Since the optimal timing of RRT initiation is controversial, any presumed benefit from early dialysis needs to be balanced by the safety concerns from dialysis including:
• Risk for infection from an indwelling dialysis catheter
• Hypotension
• Potential for delayed kidney recovery
• Leukocyte activation from contact with dialysis membranes
Randomized, controlled trials that have compared strategies of early versus delayed initiation of RRT (in the absence of absolute indications) have yielded conflicting results.
In fact, three of the largest trials have not demonstrated a benefit with earlier initiation of RRT. The best evidence comes from a randomized, controlled trial, which included 620 critically ill patients that had severe AKI (KDIGO stage 3) and required either or both mechanical ventilation and vasopressors (AKIKI Study).
Patients were assigned to early RRT (within 6 hours after AKI was identified) or to delayed RRT; the delayed strategy required RRT initiation after the onset of severe hyperkalemia, metabolic acidosis, pulmonary edema, increase in BUN levels >112 mg/dL, or the development of oliguria for more than 72 hours after allocation.
The choice of the method of RRT (intermittent or continuous technique, duration and interval between sessions, device setting, and anticoagulation method) was left to the discretion of each study site.
The study showed no difference in terms of mortality between patients who received early RRT with a median time of initiation of 2 hours (patients with AKI stage 3 KDIGO without BUN levels >112 mmol/L, pH < 7.15, K levels > 6 mmol/L, and pulmonary edema due to fluid overload) and patients who received late RRT with a median time of initiation of 57 hours.
An interesting finding in this study was that kidney recovery marked by increased diuresis was more rapid, and catheter-related infections were lower in the delayed-strategy RRT.
Another study was the ELAIN study: a single center, randomized, controlled trial that enrolled 231 critically ill patients with AKI KDIGO stage 2.
All patients had severe sepsis, required vasopressors or catecholamines, or had refractory volume overload. In this study, early RRT (continuous venovenous hemodialfiltration) was started within 8 hours of diagnosis of AKI KDIGO stage 2, and delayed RRT was started within 12 hours of stage 3 AKI, or developed an absolute indication for RRT initiation (serum urea level >100 mg/dL, potassium >6 mEq/L, serum magnesium >8 mEq/L, urine output 200 mL over 12 hours, or diuretic-resistant edema).
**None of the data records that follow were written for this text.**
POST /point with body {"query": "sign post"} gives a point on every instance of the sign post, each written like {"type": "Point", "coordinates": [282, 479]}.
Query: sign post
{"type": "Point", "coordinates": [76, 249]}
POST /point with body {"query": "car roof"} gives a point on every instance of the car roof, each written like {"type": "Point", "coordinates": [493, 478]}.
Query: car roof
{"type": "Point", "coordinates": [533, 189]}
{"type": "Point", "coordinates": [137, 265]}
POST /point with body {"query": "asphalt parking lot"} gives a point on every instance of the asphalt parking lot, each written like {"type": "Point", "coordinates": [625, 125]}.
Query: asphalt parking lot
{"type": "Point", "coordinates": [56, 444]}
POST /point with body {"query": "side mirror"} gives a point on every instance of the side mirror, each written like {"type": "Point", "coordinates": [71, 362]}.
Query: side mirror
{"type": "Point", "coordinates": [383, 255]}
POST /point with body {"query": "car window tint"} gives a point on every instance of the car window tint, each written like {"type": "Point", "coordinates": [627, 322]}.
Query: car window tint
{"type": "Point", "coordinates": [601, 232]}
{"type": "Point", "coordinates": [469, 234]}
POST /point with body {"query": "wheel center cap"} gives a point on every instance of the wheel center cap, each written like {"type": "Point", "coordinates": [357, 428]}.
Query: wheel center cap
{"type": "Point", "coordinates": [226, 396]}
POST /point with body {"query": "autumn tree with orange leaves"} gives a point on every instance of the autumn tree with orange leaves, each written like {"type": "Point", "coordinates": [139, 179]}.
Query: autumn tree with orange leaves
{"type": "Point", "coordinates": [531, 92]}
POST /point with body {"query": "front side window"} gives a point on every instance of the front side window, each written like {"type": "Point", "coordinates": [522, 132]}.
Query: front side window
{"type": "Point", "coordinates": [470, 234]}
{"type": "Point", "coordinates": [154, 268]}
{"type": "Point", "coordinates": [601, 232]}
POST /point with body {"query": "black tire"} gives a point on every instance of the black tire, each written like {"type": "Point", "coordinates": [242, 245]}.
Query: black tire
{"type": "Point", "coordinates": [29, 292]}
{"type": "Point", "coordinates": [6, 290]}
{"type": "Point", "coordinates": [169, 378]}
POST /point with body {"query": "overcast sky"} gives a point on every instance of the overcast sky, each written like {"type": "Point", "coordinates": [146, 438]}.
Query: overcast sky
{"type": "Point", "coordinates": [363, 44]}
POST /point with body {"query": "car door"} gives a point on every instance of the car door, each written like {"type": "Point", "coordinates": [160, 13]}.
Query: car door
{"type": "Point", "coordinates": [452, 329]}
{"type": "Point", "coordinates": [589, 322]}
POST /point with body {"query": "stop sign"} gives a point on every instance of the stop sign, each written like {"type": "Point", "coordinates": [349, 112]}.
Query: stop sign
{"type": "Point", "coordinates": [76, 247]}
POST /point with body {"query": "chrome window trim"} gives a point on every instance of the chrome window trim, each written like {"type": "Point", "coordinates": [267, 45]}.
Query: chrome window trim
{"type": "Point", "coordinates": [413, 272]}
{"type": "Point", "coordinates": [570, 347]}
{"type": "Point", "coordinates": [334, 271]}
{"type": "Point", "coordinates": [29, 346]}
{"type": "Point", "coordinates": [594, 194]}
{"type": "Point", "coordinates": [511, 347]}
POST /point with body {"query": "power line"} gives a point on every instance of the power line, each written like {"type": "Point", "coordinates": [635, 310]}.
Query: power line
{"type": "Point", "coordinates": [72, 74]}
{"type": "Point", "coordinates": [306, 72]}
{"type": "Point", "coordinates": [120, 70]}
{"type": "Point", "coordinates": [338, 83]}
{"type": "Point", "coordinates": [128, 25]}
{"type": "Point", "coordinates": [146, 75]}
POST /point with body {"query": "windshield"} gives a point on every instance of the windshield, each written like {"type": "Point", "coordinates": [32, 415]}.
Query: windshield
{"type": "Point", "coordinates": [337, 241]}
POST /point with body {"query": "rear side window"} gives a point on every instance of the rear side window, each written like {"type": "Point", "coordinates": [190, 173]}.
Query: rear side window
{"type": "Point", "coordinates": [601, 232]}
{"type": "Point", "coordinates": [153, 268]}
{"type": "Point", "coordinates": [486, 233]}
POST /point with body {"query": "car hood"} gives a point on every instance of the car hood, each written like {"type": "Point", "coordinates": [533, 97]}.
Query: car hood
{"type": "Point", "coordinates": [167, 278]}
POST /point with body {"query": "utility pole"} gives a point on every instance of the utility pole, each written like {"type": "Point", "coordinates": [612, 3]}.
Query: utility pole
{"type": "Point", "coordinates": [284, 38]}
Compared with delayed or no initiation, early RRT initiation reduced 90-day mortality.
In addition, more patients recovered kidney function in the early versus delayed group by 90 days, and both the duration of RRT and the hospital stay were shorter in the early initiation group.
The timing of RRT, a modifiable factor, might exert an important influence on patient survival.
We favor utilizing an approach that recognizes that the strategy in treating AKI is to minimize and avoid uremic and volume overload complications.
Thus, it is not necessary to wait for progressive uremia to initiate dialytic support; it is better to use RRT as a supportive therapy in the presence of progressive azotemia and oliguria, rather than a rescue therapy for the late manifestation of AKI.
Our recommendations to initiate RRT with worsening AKI are listed below:
• In patients with K >5.8 to 6.0 mEq/L or severe metabolic acidosis despite optimal medical management in patients that demonstrate no sign that kidney function or metabolic acidosis is improving
• In patients with positive fluid balance despite aggressive attempts of increasing diuresis, particularly if they have increasing oxygen support requirements
Careful surveillance is mandatory when deciding to wait for RRT initiation in patients with severe AKI, so that any complication will be adequately detected and RRT will be started without delay.